These are jumbo shells stuffed with ground beef, carrots, onions, and spinach then topped with tomato mornay. Enjoy it with a big green salad and red wine.
I originally found this recipe in my Penzey’s Spices Fan Club group on Facebook. The original recipe calls for elk, but I don’t have elk, so I used beef instead. I had never made stuffed shells before and this post on Facebook made me have to try. The post only mentioned ingredients, no amounts, so this was all done by taste and experimentation. The original called for bechamel, but I thought tomato mornay would be better considering I was using beef and not elk.

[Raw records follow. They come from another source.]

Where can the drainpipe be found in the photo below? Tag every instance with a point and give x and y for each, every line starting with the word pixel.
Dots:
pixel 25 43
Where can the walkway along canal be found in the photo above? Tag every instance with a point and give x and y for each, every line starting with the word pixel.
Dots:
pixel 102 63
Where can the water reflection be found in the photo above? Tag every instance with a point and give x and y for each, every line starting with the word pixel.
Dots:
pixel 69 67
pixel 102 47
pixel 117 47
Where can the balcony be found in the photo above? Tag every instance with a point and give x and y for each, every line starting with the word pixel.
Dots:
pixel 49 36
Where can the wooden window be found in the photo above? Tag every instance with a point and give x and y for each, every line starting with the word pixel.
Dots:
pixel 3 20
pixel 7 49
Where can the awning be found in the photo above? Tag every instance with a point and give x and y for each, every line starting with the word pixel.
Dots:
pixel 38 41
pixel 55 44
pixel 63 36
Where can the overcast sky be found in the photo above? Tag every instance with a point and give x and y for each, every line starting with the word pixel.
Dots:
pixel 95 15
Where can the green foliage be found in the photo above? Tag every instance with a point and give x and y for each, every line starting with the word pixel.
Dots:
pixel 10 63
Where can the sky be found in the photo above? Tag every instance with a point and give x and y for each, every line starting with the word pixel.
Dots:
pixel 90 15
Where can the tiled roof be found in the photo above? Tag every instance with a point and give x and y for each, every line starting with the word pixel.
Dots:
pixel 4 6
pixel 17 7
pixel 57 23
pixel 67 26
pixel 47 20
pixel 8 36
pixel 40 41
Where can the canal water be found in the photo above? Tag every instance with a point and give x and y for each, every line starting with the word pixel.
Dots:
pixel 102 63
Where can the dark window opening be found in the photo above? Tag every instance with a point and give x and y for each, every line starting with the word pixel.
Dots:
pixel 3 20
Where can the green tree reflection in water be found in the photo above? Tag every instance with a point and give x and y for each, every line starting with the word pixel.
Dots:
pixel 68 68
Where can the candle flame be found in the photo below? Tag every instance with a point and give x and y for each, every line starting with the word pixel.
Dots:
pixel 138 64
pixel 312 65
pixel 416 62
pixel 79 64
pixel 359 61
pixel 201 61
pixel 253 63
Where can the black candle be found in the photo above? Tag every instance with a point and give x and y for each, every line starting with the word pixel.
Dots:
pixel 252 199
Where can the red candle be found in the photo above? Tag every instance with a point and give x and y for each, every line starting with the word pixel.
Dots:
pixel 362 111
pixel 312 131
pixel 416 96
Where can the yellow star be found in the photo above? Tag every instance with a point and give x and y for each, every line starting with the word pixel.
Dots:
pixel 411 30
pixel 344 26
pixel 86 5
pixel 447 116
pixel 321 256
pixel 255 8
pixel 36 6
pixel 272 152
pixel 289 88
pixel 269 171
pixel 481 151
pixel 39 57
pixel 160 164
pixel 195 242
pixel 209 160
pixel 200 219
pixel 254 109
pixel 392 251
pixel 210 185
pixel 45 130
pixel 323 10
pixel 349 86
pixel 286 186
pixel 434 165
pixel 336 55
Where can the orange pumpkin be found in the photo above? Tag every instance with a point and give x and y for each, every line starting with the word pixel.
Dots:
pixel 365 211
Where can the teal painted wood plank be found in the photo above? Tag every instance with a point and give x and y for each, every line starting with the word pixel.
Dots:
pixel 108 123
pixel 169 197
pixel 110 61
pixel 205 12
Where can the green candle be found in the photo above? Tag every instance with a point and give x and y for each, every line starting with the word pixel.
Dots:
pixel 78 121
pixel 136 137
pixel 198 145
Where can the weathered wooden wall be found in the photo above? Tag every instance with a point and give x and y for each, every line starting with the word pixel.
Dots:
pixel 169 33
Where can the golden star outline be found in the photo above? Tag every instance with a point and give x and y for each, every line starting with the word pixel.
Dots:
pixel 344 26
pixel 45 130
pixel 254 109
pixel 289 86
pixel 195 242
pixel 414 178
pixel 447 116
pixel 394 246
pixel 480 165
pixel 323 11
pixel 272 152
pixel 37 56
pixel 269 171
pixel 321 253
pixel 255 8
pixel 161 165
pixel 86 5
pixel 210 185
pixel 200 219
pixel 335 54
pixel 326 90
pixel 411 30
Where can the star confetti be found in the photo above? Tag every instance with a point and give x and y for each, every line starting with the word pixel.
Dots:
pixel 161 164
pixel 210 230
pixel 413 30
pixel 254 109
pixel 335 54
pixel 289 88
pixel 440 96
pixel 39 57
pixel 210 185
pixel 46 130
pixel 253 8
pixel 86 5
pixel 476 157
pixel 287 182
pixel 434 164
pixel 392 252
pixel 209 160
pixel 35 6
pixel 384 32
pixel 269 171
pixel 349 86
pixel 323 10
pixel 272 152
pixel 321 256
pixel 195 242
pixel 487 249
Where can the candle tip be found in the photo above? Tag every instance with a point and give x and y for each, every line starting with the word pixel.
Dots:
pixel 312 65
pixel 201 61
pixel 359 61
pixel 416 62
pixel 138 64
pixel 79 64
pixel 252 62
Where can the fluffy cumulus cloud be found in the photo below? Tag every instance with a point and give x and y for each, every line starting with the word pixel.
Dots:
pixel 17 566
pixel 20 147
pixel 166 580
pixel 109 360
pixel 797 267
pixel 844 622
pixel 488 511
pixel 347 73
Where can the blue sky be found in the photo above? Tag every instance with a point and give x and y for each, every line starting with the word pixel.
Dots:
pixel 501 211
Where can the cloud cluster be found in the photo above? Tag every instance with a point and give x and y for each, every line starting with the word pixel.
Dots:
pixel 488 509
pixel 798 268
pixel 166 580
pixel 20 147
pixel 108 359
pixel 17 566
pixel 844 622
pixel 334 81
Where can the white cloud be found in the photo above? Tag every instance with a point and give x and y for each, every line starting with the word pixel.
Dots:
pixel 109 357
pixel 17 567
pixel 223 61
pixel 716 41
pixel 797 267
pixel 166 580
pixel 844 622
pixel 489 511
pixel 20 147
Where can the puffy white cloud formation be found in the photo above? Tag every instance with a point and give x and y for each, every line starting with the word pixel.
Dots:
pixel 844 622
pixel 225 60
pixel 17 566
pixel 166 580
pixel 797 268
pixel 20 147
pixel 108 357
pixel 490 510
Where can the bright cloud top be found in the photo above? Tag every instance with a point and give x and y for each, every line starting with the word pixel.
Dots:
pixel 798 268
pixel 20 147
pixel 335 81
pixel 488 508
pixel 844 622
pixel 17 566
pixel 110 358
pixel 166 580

Notes about Stuffed Shells
I made these with fresh spinach because as much as you can dry it out, frozen spinach would still be too wet. If you have leftover spinach, use it in a salad. You can get a pretty good count of how many shells you need by filling your casserole pan with as many uncooked shells as you can and consider that they will be bigger when they are cooked and will be stuffed. You can always keep any leftover unstuffed shells and put some sauce on them or use them for pasta salad.
- 1 box jumbo shells
~~ -- Stuffing -- ~~
- 2 tablespoon Olive oil
- 1 Onion, chopped
- 2 Carrot, tops removed
- 2 cloves Garlic
- 1 pound Ground beef
- 2 teaspoon Tuscan Sunset
- ½ teaspoon Kosher Salt
- ½ teaspoon Black pepper, freshly ground
- 2 cups Fresh Spinach, not frozen
- ¼ cup Parmesan
- 1 cup Ricotta
*** Make the Stuffing ***
- Process the onion, carrot, and garlic together to be a nice chop. Put olive oil in a large saute pan and heat it to almost smoking. Add the onion carrot mixture and saute until the onion is translucent.

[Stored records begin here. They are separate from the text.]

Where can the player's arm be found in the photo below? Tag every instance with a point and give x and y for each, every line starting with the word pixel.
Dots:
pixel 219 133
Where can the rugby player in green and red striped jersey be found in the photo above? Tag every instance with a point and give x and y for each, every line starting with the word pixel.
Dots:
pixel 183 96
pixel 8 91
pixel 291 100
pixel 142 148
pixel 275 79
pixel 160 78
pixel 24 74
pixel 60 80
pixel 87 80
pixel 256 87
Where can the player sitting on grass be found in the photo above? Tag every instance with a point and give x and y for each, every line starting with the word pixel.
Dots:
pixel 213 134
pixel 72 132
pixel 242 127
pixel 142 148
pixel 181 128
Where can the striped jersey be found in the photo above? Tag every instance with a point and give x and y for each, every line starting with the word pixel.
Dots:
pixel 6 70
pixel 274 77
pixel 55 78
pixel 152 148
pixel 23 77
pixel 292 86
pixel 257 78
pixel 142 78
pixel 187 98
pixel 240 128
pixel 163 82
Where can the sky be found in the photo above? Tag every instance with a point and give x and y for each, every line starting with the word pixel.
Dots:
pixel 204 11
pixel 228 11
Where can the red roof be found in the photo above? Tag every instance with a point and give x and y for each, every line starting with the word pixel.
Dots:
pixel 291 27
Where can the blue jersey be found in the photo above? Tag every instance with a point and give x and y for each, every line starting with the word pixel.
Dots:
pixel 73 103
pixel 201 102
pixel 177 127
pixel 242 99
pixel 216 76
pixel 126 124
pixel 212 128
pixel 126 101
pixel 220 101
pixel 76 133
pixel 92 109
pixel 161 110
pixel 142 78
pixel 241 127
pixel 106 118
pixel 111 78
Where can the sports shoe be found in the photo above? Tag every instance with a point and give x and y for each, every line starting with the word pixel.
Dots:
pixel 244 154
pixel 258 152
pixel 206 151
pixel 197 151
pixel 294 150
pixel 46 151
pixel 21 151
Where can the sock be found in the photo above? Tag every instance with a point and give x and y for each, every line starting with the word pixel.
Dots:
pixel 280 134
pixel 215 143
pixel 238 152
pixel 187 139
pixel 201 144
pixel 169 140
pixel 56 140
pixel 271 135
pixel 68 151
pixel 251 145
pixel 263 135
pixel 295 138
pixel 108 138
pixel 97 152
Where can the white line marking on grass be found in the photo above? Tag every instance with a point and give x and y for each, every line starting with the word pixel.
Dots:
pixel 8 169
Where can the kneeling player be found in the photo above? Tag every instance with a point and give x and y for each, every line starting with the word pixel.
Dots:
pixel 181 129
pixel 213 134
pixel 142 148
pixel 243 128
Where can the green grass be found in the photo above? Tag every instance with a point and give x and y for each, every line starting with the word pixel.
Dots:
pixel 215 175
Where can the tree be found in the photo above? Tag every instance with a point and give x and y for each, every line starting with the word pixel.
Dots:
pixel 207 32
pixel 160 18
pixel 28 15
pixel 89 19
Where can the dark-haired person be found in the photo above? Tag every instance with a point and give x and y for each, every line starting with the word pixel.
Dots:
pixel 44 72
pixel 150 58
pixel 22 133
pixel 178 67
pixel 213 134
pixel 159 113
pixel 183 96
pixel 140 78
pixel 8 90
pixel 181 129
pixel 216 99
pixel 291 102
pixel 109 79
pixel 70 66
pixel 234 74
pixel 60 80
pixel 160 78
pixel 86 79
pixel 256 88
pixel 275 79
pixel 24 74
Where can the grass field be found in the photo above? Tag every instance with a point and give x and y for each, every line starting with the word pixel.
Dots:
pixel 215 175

- Put the spinach in the food processor and running it at 3, process the spinach. Set it aside.
- When the vegetables are translucent, add the meat.
- Add the Tuscan Sunset, salt, and black pepper. Saute until the meat is completely cooked.
- Put the meat mixture in the bowl of the mixer and add the chopped spinach, parmesan, and ricotta. Stir to combine and set aside.
- Rinse out the bowl of the food processor and grate the mozzarella. Set it aside.
*** Heat the Pasta ***
- Put the shells in well-salted water to a boil and cook until the shells are al dente. Drain the pasta and let it cool enough to be able to hold it in your hand.
*** Make the Sauce ***
- Melt the ghee in a large saucepan. Add the flour and cook the flour, stirring constantly until the mixture turns white. Add the wine and whisk continuously then add milk and whisk continuously until the sauce gets thick.
- When the sauce sticks to the back of a spoon, add the tomato sauce and stir to combine.
- Add the nutmeg, pepper, and Tuscan Sunset. Stir until all the spice is well incorporated.
*** Stuff the Shells ***
- Prep the lasagna pan by spraying it with oil and water.
- Put a shell in your hand, open it, fill the ice cream scoop with the filling, and fill the shell. Put the shell in the lasagna pan and keep filling and placing the shells until you have run out of shells or stuffing. You will probably have just enough stuffing and have shells leftover.
*** Complete the Sauce ***
- Add the parmesan and swiss cheese to the sauce on low heat. Stir until all the cheese has melted.
*** Assembly ***
- Spoon the sauce over the stuffed shells making sure that most of the shells have a little sauce on them. Sprinkle the mozzarella over the top.
- Bake in a 350 F / 176 C oven for 1 hour or until the cheese is bubbling. Rest for about 15 minutes before serving.
- Enjoy this with a salad and a glass of red wine.